Stolperstein Dernburgstr. 17 (früher Gustloffstraße 51)

Der Stolperstein für Martha Rachel Zadig wurde am 7. April 2022 verlegt.

Stolperstein Martha Rachel Zadig

Stolperstein für Martha Rachel Zadig.

HIER WOHNTE
MARTHA RACHEL
ZADIG
GEB. WIENER
JG. 1866
GEDEMÜTIGT / ENTRECHTET
FLUCHT IN DEN TOD
18.9.1942

Martha Rachel Zadig wurde in eine renommierte rabbinische Familie hineingeboren, die aus Italien nach Oettingen in Bayern ausgewandert war und deren Geschichte sich über 1.000 Jahre zurückverfolgen lässt. Die Familie ließ sich zunächst in Bayern und im heutigen Rheinland-Pfalz nieder. Nach den Pest-Pogromen von 1348/49 floh die Familie nach Wien, Hamburg und Lübeck. Als die Juden 1671 aus Wien vertrieben wurden, nahm der Große Kurfürst sie aus wirtschaftlichen Gründen in Berlin auf.

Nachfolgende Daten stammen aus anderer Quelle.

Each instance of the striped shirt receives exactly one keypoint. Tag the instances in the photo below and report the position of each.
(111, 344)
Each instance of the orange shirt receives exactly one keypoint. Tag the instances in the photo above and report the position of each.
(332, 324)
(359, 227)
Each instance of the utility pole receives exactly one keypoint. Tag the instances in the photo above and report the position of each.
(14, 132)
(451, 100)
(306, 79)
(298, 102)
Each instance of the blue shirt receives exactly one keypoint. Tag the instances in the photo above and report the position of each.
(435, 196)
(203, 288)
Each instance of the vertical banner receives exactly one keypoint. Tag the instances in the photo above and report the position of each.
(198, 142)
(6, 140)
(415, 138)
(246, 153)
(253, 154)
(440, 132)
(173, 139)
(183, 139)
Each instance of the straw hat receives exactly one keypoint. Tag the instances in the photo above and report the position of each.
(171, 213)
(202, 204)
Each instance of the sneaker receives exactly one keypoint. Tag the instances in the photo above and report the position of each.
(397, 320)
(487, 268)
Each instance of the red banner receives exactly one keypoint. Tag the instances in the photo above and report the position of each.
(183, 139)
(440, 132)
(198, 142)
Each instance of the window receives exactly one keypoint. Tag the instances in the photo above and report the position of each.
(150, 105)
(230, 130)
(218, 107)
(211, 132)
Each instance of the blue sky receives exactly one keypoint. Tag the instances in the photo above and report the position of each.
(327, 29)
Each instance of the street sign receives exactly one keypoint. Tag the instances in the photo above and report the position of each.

Martha Zadig stammte aus dem Hamburger Zweig der Familie. Ihre Eltern Moses Elias Wiener und Hannchen Wolff heirateten 1861 und hatten vier Kinder, zwei Töchter und zwei Söhne. Doch nur ihr Bruder Elias Edmund und sie selbst überlebten das Kindesalter. Martha Zadig wurde am 12. März 1866 in Hamburg geboren. Über ihre schulische Bildung und einen Beruf ist nichts bekannt.

Martha heiratete Bernhard Zadig, der aus Breslau kam. Das Hochzeitsdatum ist unbekannt. Es ist auch nicht bekannt, seit wann das Ehepaar in Berlin lebte. In den 90er-Jahren des 19. Jahrhunderts betrieb Bernhard Zadig eine Lederwarenfirma in Berlin-Kreuzberg. Da die Ehe kinderlos blieb, entwickelte sich zwischen Martha Zadig und ihrem Neffen Morris Wiener ein sehr enges Verhältnis, das lebenslang hielt. Morris Wiener konnte 1936 nach Südafrika fliehen.

Als Rentier lebte Bernhard Zadig mit seiner Ehefrau Martha in Groß-Lichterfelde bei Berlin. Er starb 1902. Bis Mitte/Ende der 20er-Jahre wohnte seine Frau Martha weiterhin dort. In den 40er-Jahren lebte Martha Zadig in Berlin-Charlottenburg als Untermieterin bei dem Ehepaar Goldemann in der Dernburgstraße 17 (in der Nazi-Zeit: Gustloffstraße 51). Mit Victoria Goldemann war sie in tiefer Freundschaft verbunden.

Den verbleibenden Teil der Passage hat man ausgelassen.